More than 465,000 children under five and over 93,000 pregnant and breastfeeding women are malnourished in Kenya's northern region, the U.N. says.
Food prices are climbing. In Marsabit County, they are 16% above average, data from the National Drought Management Authority (NDMA) shows.
"Goats are unsellable, cows are even worse to sell and our children are starving," Moses Loloju, a herder from Isiolo county who volunteered to help distribute food donations from the county government.
This is the second consecutive season the rains have failed in northern Kenya, a semi-arid part of the country, unlike the more fertile and greener south.
The lack of rain means 2.4 million people in the region will struggle to find enough to eat by November, the United Nations World Food Programme says.
"The past droughts were largely predictable.
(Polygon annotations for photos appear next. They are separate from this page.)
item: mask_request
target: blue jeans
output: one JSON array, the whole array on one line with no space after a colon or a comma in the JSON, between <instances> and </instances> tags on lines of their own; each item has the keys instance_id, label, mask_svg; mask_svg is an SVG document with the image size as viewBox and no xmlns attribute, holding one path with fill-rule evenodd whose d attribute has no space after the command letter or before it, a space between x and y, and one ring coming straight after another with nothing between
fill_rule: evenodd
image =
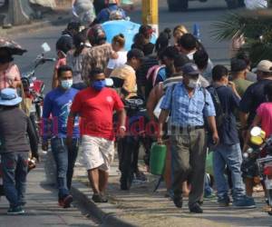
<instances>
[{"instance_id":1,"label":"blue jeans","mask_svg":"<svg viewBox=\"0 0 272 227\"><path fill-rule=\"evenodd\" d=\"M213 189L209 186L209 175L205 173L204 179L204 196L209 196L213 192Z\"/></svg>"},{"instance_id":2,"label":"blue jeans","mask_svg":"<svg viewBox=\"0 0 272 227\"><path fill-rule=\"evenodd\" d=\"M1 153L4 191L10 207L25 204L28 152Z\"/></svg>"},{"instance_id":3,"label":"blue jeans","mask_svg":"<svg viewBox=\"0 0 272 227\"><path fill-rule=\"evenodd\" d=\"M245 196L241 163L242 153L239 143L233 145L219 144L214 149L213 170L219 199L228 196L228 184L224 175L226 165L231 173L233 200L238 200Z\"/></svg>"},{"instance_id":4,"label":"blue jeans","mask_svg":"<svg viewBox=\"0 0 272 227\"><path fill-rule=\"evenodd\" d=\"M63 199L70 194L69 190L78 153L79 139L73 139L73 147L68 150L65 139L54 138L51 140L51 148L57 168L59 199Z\"/></svg>"}]
</instances>

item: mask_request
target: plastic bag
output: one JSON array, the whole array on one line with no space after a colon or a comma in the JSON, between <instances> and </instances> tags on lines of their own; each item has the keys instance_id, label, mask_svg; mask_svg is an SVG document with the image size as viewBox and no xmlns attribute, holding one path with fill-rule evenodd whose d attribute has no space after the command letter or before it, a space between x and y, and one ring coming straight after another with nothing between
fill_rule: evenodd
<instances>
[{"instance_id":1,"label":"plastic bag","mask_svg":"<svg viewBox=\"0 0 272 227\"><path fill-rule=\"evenodd\" d=\"M213 175L212 159L213 159L213 152L208 153L206 157L206 173L210 175Z\"/></svg>"},{"instance_id":2,"label":"plastic bag","mask_svg":"<svg viewBox=\"0 0 272 227\"><path fill-rule=\"evenodd\" d=\"M247 9L267 8L267 0L245 0Z\"/></svg>"}]
</instances>

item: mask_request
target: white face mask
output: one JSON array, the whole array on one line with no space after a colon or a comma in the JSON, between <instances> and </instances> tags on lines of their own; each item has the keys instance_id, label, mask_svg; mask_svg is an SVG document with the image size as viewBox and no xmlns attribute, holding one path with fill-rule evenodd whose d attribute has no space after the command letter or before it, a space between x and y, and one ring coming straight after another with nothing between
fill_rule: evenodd
<instances>
[{"instance_id":1,"label":"white face mask","mask_svg":"<svg viewBox=\"0 0 272 227\"><path fill-rule=\"evenodd\" d=\"M189 88L196 88L199 84L199 79L198 80L189 79L188 86Z\"/></svg>"},{"instance_id":2,"label":"white face mask","mask_svg":"<svg viewBox=\"0 0 272 227\"><path fill-rule=\"evenodd\" d=\"M62 81L62 87L64 89L70 89L72 85L73 85L73 79Z\"/></svg>"}]
</instances>

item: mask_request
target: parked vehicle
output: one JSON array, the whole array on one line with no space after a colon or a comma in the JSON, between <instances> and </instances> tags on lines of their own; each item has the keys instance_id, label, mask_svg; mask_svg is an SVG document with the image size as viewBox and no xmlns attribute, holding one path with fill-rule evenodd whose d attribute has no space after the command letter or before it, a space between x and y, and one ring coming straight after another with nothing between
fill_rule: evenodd
<instances>
[{"instance_id":1,"label":"parked vehicle","mask_svg":"<svg viewBox=\"0 0 272 227\"><path fill-rule=\"evenodd\" d=\"M257 165L257 174L266 186L267 212L272 215L272 135L266 138L261 128L254 127L250 132L250 148L243 153L243 173Z\"/></svg>"},{"instance_id":2,"label":"parked vehicle","mask_svg":"<svg viewBox=\"0 0 272 227\"><path fill-rule=\"evenodd\" d=\"M47 62L55 61L55 58L47 58L44 56L44 54L51 50L46 43L42 45L42 48L44 49L44 52L37 55L34 62L34 65L31 66L31 70L22 74L24 96L26 99L31 100L29 114L30 119L36 129L37 140L39 140L39 125L43 115L44 83L44 81L37 79L35 76L35 70L37 67Z\"/></svg>"},{"instance_id":3,"label":"parked vehicle","mask_svg":"<svg viewBox=\"0 0 272 227\"><path fill-rule=\"evenodd\" d=\"M177 12L177 11L186 11L189 6L189 1L196 0L167 0L169 11ZM201 3L205 3L208 0L198 0ZM244 6L244 0L225 0L227 5L229 9L234 9L238 7Z\"/></svg>"}]
</instances>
We had longer cycles of 5 to 10 years (between them). And this meant that the pasture and water bodies would regenerate very quickly," said Maurice Onyango, the Regional Head for Disaster risk Management for charity Plan International.
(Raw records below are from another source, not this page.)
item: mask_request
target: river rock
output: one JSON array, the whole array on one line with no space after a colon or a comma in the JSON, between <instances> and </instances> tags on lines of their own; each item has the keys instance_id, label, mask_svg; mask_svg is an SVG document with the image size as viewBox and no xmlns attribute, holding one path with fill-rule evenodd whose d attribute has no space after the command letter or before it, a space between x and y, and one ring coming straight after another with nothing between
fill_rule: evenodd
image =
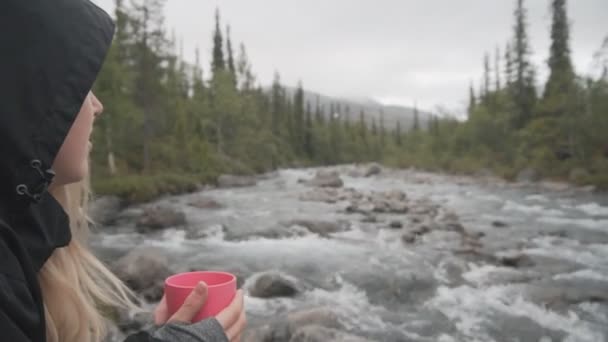
<instances>
[{"instance_id":1,"label":"river rock","mask_svg":"<svg viewBox=\"0 0 608 342\"><path fill-rule=\"evenodd\" d=\"M382 166L380 166L379 164L374 163L374 164L372 164L372 165L370 165L370 166L367 167L367 169L363 173L363 176L365 176L365 177L371 177L371 176L379 175L380 173L382 173Z\"/></svg>"},{"instance_id":2,"label":"river rock","mask_svg":"<svg viewBox=\"0 0 608 342\"><path fill-rule=\"evenodd\" d=\"M338 202L338 198L338 191L329 188L319 188L300 195L301 201L308 202L336 203Z\"/></svg>"},{"instance_id":3,"label":"river rock","mask_svg":"<svg viewBox=\"0 0 608 342\"><path fill-rule=\"evenodd\" d=\"M250 229L235 229L224 226L224 239L227 241L245 241L255 238L287 239L305 236L310 233L308 229L298 225L277 224L269 227L252 227Z\"/></svg>"},{"instance_id":4,"label":"river rock","mask_svg":"<svg viewBox=\"0 0 608 342\"><path fill-rule=\"evenodd\" d=\"M249 294L257 298L293 297L298 293L295 280L278 272L258 275L249 288Z\"/></svg>"},{"instance_id":5,"label":"river rock","mask_svg":"<svg viewBox=\"0 0 608 342\"><path fill-rule=\"evenodd\" d=\"M388 225L391 229L401 229L403 228L403 223L401 221L391 221Z\"/></svg>"},{"instance_id":6,"label":"river rock","mask_svg":"<svg viewBox=\"0 0 608 342\"><path fill-rule=\"evenodd\" d=\"M368 342L362 337L336 329L310 325L296 330L289 342Z\"/></svg>"},{"instance_id":7,"label":"river rock","mask_svg":"<svg viewBox=\"0 0 608 342\"><path fill-rule=\"evenodd\" d=\"M519 183L535 183L539 180L540 175L532 168L523 169L517 174L517 181Z\"/></svg>"},{"instance_id":8,"label":"river rock","mask_svg":"<svg viewBox=\"0 0 608 342\"><path fill-rule=\"evenodd\" d=\"M134 249L117 260L112 270L133 291L150 301L161 299L164 280L172 274L167 256L153 247Z\"/></svg>"},{"instance_id":9,"label":"river rock","mask_svg":"<svg viewBox=\"0 0 608 342\"><path fill-rule=\"evenodd\" d=\"M257 181L255 177L221 175L217 179L217 184L220 188L242 188L248 186L255 186L257 184Z\"/></svg>"},{"instance_id":10,"label":"river rock","mask_svg":"<svg viewBox=\"0 0 608 342\"><path fill-rule=\"evenodd\" d=\"M89 217L102 226L113 224L122 209L123 201L117 196L96 198L89 206Z\"/></svg>"},{"instance_id":11,"label":"river rock","mask_svg":"<svg viewBox=\"0 0 608 342\"><path fill-rule=\"evenodd\" d=\"M224 206L213 198L199 197L188 203L189 206L198 209L222 209Z\"/></svg>"},{"instance_id":12,"label":"river rock","mask_svg":"<svg viewBox=\"0 0 608 342\"><path fill-rule=\"evenodd\" d=\"M330 222L314 220L293 220L284 224L286 227L300 226L314 234L327 237L330 234L344 232L350 229L348 222Z\"/></svg>"},{"instance_id":13,"label":"river rock","mask_svg":"<svg viewBox=\"0 0 608 342\"><path fill-rule=\"evenodd\" d=\"M584 182L585 180L589 179L589 176L590 176L589 171L583 169L582 167L577 167L577 168L570 170L568 179L572 183L580 184L580 183Z\"/></svg>"},{"instance_id":14,"label":"river rock","mask_svg":"<svg viewBox=\"0 0 608 342\"><path fill-rule=\"evenodd\" d=\"M307 184L320 188L341 188L344 186L344 182L338 172L325 170L317 172L315 177L308 181Z\"/></svg>"},{"instance_id":15,"label":"river rock","mask_svg":"<svg viewBox=\"0 0 608 342\"><path fill-rule=\"evenodd\" d=\"M332 309L318 307L294 311L287 315L276 317L270 323L248 331L244 341L290 341L294 333L307 326L336 330L344 328L339 321L338 315Z\"/></svg>"},{"instance_id":16,"label":"river rock","mask_svg":"<svg viewBox=\"0 0 608 342\"><path fill-rule=\"evenodd\" d=\"M362 219L361 222L363 223L377 223L378 222L378 218L374 215L365 215Z\"/></svg>"},{"instance_id":17,"label":"river rock","mask_svg":"<svg viewBox=\"0 0 608 342\"><path fill-rule=\"evenodd\" d=\"M148 207L137 220L140 233L186 225L186 214L165 206Z\"/></svg>"},{"instance_id":18,"label":"river rock","mask_svg":"<svg viewBox=\"0 0 608 342\"><path fill-rule=\"evenodd\" d=\"M502 222L502 221L493 221L492 222L492 226L496 227L496 228L506 228L509 225L507 223L505 223L505 222Z\"/></svg>"},{"instance_id":19,"label":"river rock","mask_svg":"<svg viewBox=\"0 0 608 342\"><path fill-rule=\"evenodd\" d=\"M522 268L535 265L532 258L520 253L505 253L497 256L498 262L506 267Z\"/></svg>"},{"instance_id":20,"label":"river rock","mask_svg":"<svg viewBox=\"0 0 608 342\"><path fill-rule=\"evenodd\" d=\"M405 244L412 244L412 243L416 242L416 234L407 232L407 233L401 235L401 241L403 241L403 243L405 243Z\"/></svg>"},{"instance_id":21,"label":"river rock","mask_svg":"<svg viewBox=\"0 0 608 342\"><path fill-rule=\"evenodd\" d=\"M584 302L608 303L608 282L587 278L537 282L529 286L526 297L532 302L567 311Z\"/></svg>"}]
</instances>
"(Now), we are seeing droughts coming every two years, sometimes every year."
Temperatures in northern Kenya have climbed by 0.34°C per decade from 1985-2015, based on data from the U.S. government.
They are expected to climb further, with heat waves in the coming five decades likely to increase in length by between nine and 30 days, the U.S. government data says, making it harder to grow crops or keep livestock as more water evaporates.
Much of northern Kenya is forecast to be sunny and receive below-average rainfall this month, Kenya Meteorological Department says. Climate change is expected to increase the frequency and severity of droughts in the region.
In much of the north, this year's long rains provided about 25-50% of normal rainfall, the NDMA, a Kenyan government agency, said.
"The few remaining animals have nothing to graze, they can't reach water points since they have grown weak," Bargeri, a herder who goes by only one name, told Reuters.
Even the donkey he used to fetch water perished. So he now walks to get water, clutching a jerrican in each hand. Some herders in his home of Marsabit County reported walking 40 kilometres in search of water, an NDMA report showed.
For the pastoralists of northern Kenya, savings are held in livestock. A drought can wipe out a life's work.